In such a klystron, every time the frequency of high-frequency power to be amplified is changed, the tuning frequency must be adjusted to a proper value while the waveforms of outputs from the plurality of cavity resonators are observed. In order to solve the problem of difficulty in handling as compared with a traveling-wave tube designed to amplify a high frequency in a millimeter frequency region similar to the klystron, a preset mechanism section is arranged to allow the klystron to easily obtain a specified bandwidth by only performing a switching operation with respect to preset frequencies.
A conventional klystron tuning mechanism including such a preset mechanism section comprises a tuning support mechanism, a preset section, and a driving mechanism. The tuning support mechanism has a tuner shaft which is arranged coaxially with a tuning element and connected thereto to support the tuning element at a preset position. In this case, the tuning element is designed to change the tuning frequency by changing the volume of a resonance cavity. The preset section has a plurality of adjustment screws which are adjusted for preset frequencies in advance, and a preset plate which is caused to slide while the adjustment screws are supported thereon, thereby positioning a desired adjustment screw coaxially with the distal end portion of the tuner shaft. The driving mechanism causes the preset section to move forward and backward with respect to the tuning support mechanism so as to bring a selected adjustment screw into contact with the distal end portion of the tuner shaft.
In changing the tuning frequency, the driving mechanism causes the preset section to move backward from the tuning support mechanism so as to free the adjustment screw from the tuner shaft, with which the screw has been in contact, and the preset plate is caused to slide to position an adjustment screw set to a desired frequency to the distal end portion of the tuner shaft. Thereafter, the preset section is moved forward to the tuning support mechanism to be located at a predetermined lock position by the driving mechanism. With this operation, the adjustment screw is brought into contact with the distal end portion of the tuner shaft to push the tuner shaft, and a tuning element coupled to the tuner shaft is positioned to a predetermined position by the tuning support mechanism, thus switching the frequency.
As shown in FIG. 3, in order to prevent looseness of each adjustment screw 13 which is in contact with a distal end portion 7a of a tuner shaft, a groove 13a is formed in the surface of each adjustment screw 13, and a Teflon member 28 is embedded in the groove 13a to be meshed with an internal thread portion 27 formed in preset section 11.

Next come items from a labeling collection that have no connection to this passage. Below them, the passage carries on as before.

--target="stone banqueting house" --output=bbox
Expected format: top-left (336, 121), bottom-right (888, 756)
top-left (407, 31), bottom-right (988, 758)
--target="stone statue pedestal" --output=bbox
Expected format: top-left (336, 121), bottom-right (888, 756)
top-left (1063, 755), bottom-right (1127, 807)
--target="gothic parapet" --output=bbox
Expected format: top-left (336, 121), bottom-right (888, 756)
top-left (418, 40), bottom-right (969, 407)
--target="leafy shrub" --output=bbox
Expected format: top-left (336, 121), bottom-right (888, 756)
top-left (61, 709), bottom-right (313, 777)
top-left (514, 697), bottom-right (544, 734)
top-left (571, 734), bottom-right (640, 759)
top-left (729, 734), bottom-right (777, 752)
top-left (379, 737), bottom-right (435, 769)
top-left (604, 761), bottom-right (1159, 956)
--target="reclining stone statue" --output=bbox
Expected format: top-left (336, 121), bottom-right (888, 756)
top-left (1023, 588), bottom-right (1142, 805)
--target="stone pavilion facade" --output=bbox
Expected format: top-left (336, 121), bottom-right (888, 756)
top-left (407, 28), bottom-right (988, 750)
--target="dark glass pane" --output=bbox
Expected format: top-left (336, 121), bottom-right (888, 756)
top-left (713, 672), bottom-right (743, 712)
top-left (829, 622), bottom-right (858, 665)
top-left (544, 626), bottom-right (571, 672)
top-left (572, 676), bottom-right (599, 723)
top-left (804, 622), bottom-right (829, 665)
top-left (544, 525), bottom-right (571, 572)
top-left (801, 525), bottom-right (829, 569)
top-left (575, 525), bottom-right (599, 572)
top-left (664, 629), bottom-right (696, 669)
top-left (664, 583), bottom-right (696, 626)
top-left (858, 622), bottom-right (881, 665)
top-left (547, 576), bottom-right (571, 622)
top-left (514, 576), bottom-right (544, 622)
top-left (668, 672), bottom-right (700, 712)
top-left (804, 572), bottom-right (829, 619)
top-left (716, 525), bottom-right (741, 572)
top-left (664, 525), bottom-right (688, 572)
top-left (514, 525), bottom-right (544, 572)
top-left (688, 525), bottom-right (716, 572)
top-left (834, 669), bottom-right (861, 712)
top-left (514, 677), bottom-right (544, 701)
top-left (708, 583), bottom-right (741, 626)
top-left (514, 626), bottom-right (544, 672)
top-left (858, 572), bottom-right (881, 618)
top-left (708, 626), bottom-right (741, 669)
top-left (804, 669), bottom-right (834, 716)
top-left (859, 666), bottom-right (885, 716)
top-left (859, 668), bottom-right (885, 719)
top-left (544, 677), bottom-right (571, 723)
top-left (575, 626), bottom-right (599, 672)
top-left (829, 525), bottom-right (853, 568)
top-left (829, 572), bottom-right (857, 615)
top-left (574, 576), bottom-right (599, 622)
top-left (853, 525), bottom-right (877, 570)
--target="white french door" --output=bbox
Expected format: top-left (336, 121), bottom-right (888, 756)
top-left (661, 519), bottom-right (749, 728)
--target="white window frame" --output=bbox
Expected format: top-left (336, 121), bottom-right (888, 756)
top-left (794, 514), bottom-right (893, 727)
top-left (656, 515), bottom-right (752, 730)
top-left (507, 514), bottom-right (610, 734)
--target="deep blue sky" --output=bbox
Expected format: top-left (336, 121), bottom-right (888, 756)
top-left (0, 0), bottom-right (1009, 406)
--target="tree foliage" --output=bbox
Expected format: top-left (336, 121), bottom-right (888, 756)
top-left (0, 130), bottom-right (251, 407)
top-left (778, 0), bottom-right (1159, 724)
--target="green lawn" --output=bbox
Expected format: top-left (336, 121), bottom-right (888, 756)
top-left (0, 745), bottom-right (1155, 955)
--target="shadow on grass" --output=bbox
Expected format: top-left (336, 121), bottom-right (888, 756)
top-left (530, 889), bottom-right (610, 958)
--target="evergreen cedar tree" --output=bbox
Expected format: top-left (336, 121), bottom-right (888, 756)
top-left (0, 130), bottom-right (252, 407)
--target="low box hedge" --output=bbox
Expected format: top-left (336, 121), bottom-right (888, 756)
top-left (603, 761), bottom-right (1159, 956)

According to a tuning mechanism having this conventional structure, looseness of each adjustment screw 13 is caused by degradation of the Teflon member 28 due to repetitive rotation of the adjustment screw, which is performed for tuning frequency adjustment, and degradation of the Teflon member 28 over time. As a result, the tuning frequency of a cavity resonator deviates from an adjusted value, and the frequency characteristics of the klystron may greatly change within a period of time shorter than the specified service life of the klystron.